Thursday, August 13, 2009

Why No Mac Browser Support for Vertical Text?

The ability to display webpage text in vertical format is highly desirable for Chinese, Japanese, and possibly other languages. Recently I checked Safari 4.0.3, FireFox 3.5.2, and Opera 9.64 and found that they still cannot do this in OS X, using this test page.

Same failure for Google Chrome.

I understand that Win IE (starting with version 5.5) is the only browser which has this feature.

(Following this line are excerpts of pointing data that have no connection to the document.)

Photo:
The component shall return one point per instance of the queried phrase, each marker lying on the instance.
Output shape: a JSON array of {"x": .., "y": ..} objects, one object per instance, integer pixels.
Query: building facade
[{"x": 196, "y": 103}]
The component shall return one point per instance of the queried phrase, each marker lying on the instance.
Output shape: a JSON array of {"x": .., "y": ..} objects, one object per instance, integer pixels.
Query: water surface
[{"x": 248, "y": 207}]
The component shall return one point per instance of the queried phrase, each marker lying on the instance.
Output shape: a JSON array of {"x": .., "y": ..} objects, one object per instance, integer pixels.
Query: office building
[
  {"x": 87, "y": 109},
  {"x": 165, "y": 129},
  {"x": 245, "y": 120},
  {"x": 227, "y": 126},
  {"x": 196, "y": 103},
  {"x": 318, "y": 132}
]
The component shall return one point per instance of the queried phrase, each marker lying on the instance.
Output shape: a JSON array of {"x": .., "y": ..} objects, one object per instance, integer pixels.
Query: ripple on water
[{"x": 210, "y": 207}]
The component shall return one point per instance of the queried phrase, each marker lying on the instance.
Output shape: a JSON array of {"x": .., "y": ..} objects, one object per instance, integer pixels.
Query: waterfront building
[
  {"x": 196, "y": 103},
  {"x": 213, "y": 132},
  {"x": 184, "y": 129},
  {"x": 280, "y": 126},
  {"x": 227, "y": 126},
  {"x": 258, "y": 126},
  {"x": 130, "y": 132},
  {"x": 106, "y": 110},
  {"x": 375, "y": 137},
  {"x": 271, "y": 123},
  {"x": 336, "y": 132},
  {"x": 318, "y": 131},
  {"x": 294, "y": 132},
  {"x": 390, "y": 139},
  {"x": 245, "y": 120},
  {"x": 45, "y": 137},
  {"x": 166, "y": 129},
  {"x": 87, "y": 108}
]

Can it really be so difficult?


Andrew West said...

And IE8 onwards has support for vertical layour progressing left-to-right, which as you know is what is needed for Mongolian, Manchu and Phags-pa. It is a constant source of annoyance for me that none of the other browsers (Firefox, Chrome, ...) can handle vertical text layout. If even Microsoft can manage it, how hard can it be?

E. Pyatt said...

This may be a standards war in progress.

Microsoft uses its own CSS attribute to implement vertical text in IE.

However, I think the other developers are attempting to wait for the W3C to implement vertical text attributes and specs in CSS 3. Hence not even Firefox for WIndows has vertical text. Right now the vertical text area is password protected.

The upshot is that vertical text may be possible on the Mac but Apple may not be wanting to use a Microsoft spec/

The same issue has also affected MathML. Firefox MathML (based on the W3C spec) is different from and incompatible with the Microsoft version in IE. You have to use scripting to switch between the two.

I'm surprised this has taken so long but this appears endemic to the system.

Tom Gewecke said...

E. Pyatt -- Thanks for that info! It seems like the basics of this may have been already pretty well settled back in 2003, however.

Smokey Ardisson said...

I’m sure it’s not exactly trivial, particularly when all of your text layout code is optimized for, and full of assumptions for, LTR text in horizontal runs. After all, something “simple” like WebKit bug 6148[1] is still open. (Though to be fair, CoreText supports this and ATSUI does not, so it should be “easier” to fix once 10.4 support goes away in WebKit; I believe vertical text is only available in CoreText, also.)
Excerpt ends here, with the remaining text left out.